Packs quite a punch doesn’t it? This is what I mean when I say that promises are more powerful than callbacks; it’s not that one is more expressive than the other, they’re computationally equivalent, but in terms of conciseness and power of abstraction there’s just no competition. And this is just a small part of what you can do with promises. A good place to see the power of this style of programming in action is twitter’s finagle stack.

The Errors! The Errors!

All’s well with this model as long as all operations succeed. However, as soon as operations start failing this is a mess. Consider for instance the case where you have numerous concurrent operations running that have timeouts. Errors are propagated through promises nicely so if you’ve set up a failure handler you’ll see the error, but it will look something like this:

Operation timed out
    at promise.js:108:18

And that’s in the best case where error objects have stack traces. Since each step in the chain of promises is detached and runs in a separate turn of the event loop all you’ll see is that some timeout somewhere fired.
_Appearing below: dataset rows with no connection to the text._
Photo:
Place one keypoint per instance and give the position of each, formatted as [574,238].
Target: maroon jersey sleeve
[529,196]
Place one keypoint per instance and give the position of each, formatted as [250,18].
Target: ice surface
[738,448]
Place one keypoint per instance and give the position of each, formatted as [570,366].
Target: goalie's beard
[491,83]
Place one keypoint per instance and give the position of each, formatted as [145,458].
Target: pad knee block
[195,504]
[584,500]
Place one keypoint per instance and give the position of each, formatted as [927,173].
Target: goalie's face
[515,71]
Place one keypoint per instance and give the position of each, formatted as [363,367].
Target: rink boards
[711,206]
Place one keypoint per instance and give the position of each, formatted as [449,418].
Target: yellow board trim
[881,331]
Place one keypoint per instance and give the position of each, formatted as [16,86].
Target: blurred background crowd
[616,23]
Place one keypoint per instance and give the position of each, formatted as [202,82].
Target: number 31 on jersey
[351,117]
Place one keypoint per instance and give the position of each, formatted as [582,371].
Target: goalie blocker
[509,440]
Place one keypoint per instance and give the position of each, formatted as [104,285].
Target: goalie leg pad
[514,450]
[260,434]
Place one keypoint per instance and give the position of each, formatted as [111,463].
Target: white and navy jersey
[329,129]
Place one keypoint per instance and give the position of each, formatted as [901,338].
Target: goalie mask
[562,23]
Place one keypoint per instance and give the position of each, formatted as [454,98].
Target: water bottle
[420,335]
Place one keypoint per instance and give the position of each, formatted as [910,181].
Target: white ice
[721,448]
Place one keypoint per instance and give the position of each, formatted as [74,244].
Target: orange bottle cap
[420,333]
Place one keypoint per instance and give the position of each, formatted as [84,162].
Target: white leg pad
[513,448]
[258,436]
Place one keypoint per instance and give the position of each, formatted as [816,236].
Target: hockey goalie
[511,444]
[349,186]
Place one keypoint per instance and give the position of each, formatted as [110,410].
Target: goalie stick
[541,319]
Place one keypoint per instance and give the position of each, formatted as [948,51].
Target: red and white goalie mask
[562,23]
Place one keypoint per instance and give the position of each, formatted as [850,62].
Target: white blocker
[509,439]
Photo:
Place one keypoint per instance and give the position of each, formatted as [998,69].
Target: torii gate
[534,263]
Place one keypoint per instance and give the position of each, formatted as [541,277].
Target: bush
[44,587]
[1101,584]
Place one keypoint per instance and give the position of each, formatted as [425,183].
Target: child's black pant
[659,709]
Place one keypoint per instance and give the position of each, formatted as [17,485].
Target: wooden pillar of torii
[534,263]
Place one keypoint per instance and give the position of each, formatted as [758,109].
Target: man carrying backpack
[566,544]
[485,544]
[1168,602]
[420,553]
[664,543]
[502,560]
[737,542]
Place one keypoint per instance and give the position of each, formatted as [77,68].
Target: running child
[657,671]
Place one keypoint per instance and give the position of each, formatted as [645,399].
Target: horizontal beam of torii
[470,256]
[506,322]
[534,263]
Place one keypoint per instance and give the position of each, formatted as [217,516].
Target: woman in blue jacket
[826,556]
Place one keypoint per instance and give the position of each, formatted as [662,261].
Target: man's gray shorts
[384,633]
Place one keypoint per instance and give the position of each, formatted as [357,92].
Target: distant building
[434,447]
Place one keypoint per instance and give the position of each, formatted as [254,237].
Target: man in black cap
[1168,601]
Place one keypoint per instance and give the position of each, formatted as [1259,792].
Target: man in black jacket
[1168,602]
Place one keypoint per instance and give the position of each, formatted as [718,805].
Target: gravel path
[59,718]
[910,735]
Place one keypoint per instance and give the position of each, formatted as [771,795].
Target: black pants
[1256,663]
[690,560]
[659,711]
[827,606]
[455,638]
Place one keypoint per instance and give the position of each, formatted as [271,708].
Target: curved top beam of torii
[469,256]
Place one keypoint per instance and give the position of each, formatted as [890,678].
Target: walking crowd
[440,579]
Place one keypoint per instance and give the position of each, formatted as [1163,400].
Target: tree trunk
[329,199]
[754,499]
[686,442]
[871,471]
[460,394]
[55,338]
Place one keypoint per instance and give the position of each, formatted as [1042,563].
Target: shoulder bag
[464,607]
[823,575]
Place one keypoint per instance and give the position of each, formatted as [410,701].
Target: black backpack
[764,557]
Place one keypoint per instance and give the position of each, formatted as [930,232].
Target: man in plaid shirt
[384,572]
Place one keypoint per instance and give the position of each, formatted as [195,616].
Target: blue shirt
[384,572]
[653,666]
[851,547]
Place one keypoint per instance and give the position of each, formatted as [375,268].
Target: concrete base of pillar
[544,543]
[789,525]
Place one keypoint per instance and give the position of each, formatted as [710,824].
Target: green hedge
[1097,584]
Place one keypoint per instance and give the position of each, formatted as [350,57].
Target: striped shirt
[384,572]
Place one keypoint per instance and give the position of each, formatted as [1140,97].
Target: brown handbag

There’s no telling which operation took too long. As soon as your program is just moderately complex this becomes a major issue. It’s like with normal synchronous programs if there were no stack traces. Stack traces are there for a reason: it sucks to debug without them.

The stack trace analogy is useful in understanding what information you’d want to have, if you could, when a promise fails. All these patterns of asynchronous operations correspond, when you’re only interested in error reporting, to simple call/return patterns we’re used to. For instance, the join operation is just an asynchronous version of taking a list of functions, calling each one, and returning a list of their results:

function syncJoin(funs) {
  var result = [];
  for (var i = 0; i ... funs.length; i++)
    result.push(funs[i]());
  return result;
}

In this case if calling any of the functions fails then syncJoin will fail and both calls will show up in the stack trace. The same thing holds for join on promises: if join fails because one of the child promises fail you want information about both. The same thing holds for select, for the same reason.

This all suggests that when a promise fails and propagates that failure through a number of other promises what you as a programmer need is information about each promise in that chain. Something like:

Operation timed out
    at promise.js:108:18
--- triggering the failure of ---
    at Function.withTimeout (promise.js:106:17)
    at runDemo (demo.js:226:11)
    at demo.html:7:168
    at onload (demo.html:8:4)
--- triggering the failure of ---
    at Function.select (promise.js:50:16)
    at Function.withTimeout (promise.js:110:18)
    at runDemo (demo.js:226:11)
    at demo.html:7:168
    at onload (demo.html:8:4)

This is a trace created using the promise trace library I wrote last week to trace down some issues with a chrome extension I was working on. A promise trace is made up of segments, each one a stack trace identifying a promise. The top segment is the error that caused the failure, in this case exactly the same timeout as before. The next one is the promise created by withTimeout that fails when the timeout is exceeded. The bottom segment is the select between the operation and the timeout, and going to demo.js:226 will tell you which operation it was.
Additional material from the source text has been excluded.